Per affrontare al meglio gli imbattibili ragazzi di Zidane, orfani di Benzema ed Asensio ma pieni di campioni, gli ospiti guidati da Donis scenderanno in campo con un equilibrato 4-4-1-1, con De Camargo al centro dell'attacco sostenuto da Ebecilo, incaricato di girargli intorno per sfruttare qualche palla vagante. In porta, Waterman, protetto dalla linea a quattro formata da Vouros, Rueda, Carlao e Roberto Lago. A centrocampo, i ciprioti lanciano invece dal 1' il tandem Vinicius-Moras, con gli esterni Sallai ed Aloneftis a sostegno, sulle fasce.

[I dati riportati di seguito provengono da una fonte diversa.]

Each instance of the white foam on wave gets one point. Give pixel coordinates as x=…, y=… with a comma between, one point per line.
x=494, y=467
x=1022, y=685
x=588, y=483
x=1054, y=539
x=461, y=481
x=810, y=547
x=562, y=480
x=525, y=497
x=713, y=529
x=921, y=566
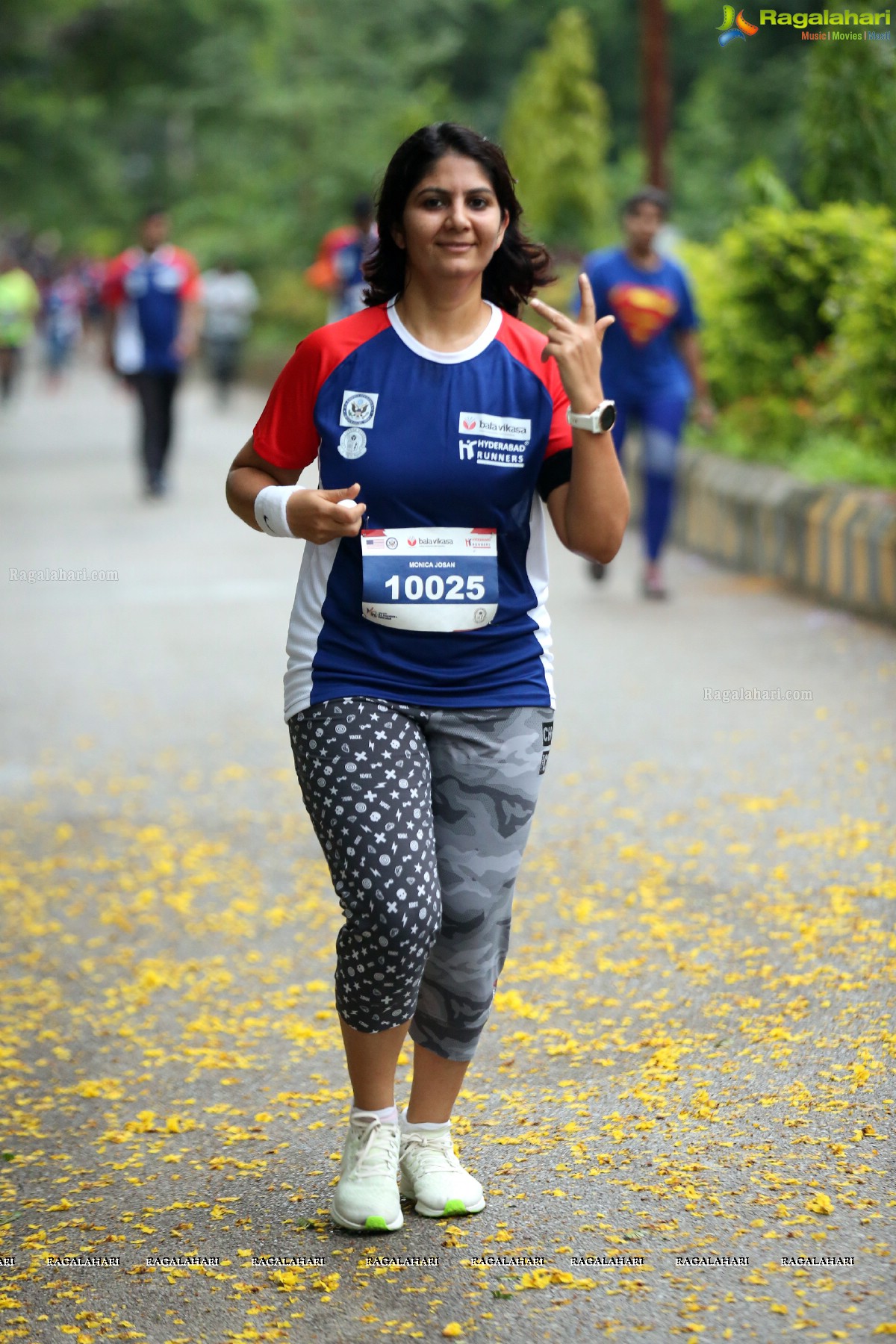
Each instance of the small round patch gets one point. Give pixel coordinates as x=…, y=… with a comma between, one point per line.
x=352, y=444
x=359, y=409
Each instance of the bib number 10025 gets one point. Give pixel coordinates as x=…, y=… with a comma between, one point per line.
x=437, y=589
x=430, y=578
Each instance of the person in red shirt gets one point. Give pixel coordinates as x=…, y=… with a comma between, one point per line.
x=151, y=295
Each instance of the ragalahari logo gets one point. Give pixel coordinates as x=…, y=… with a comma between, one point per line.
x=734, y=27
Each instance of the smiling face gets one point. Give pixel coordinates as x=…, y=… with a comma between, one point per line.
x=153, y=230
x=453, y=223
x=642, y=225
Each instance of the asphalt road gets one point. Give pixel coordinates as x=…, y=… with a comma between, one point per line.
x=689, y=1061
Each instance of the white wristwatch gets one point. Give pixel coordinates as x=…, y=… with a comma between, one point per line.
x=598, y=423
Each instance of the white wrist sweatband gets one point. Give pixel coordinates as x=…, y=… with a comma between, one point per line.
x=270, y=508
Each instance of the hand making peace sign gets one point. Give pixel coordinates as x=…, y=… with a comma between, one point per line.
x=576, y=349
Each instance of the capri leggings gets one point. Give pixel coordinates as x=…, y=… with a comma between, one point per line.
x=423, y=816
x=662, y=420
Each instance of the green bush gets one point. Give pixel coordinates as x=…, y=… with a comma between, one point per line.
x=856, y=386
x=289, y=309
x=800, y=339
x=765, y=293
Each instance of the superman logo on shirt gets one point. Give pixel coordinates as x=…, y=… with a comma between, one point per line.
x=642, y=309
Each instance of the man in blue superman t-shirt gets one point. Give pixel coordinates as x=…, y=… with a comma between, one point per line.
x=650, y=359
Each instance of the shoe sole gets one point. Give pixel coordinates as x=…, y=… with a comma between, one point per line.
x=453, y=1207
x=374, y=1223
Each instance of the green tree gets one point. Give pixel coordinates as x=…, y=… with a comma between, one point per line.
x=556, y=136
x=849, y=122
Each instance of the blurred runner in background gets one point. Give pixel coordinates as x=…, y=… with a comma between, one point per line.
x=151, y=293
x=62, y=324
x=228, y=299
x=19, y=305
x=652, y=363
x=340, y=257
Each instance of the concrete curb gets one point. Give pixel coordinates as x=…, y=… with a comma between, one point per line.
x=837, y=542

Poche sorprese rispetto alla vigilia, invece, per i padroni di casa castigliani, con Cristiano Ronaldo nel ruolo di prima punta, sostenuto da Isco e Gareth Bale. Chiavi del gioco affidate a Modric, registra del centrocampo affiancato dal medianaccio Casemiro e da Kovacic, pronto definitivamente a dire la sua con la camiseta blanca. In difesa, davanti Navas, Nacho e capitan Sergio Ramos, con Carvajal e Marcelo sulle corsie laterali. 

ECCO DUNQUE LE FORMAZIONI UFFICIALI:
Real Madrid (4-3-3): Navas; Carvajal, Ramos, Nacho, Marcelo; Modric, Casemiro, Kovavic; Bale, Ronaldo, Isco. Allenatore: Zidane.
APOEL Nicosia (4-4-1-1): Waterman; Vouros, Rueda, Carlao, Roberto Lago; Morais, Vinicus, Sallai, Aloneftis, Ebecilo; De Camargo. Allenatore: Donis.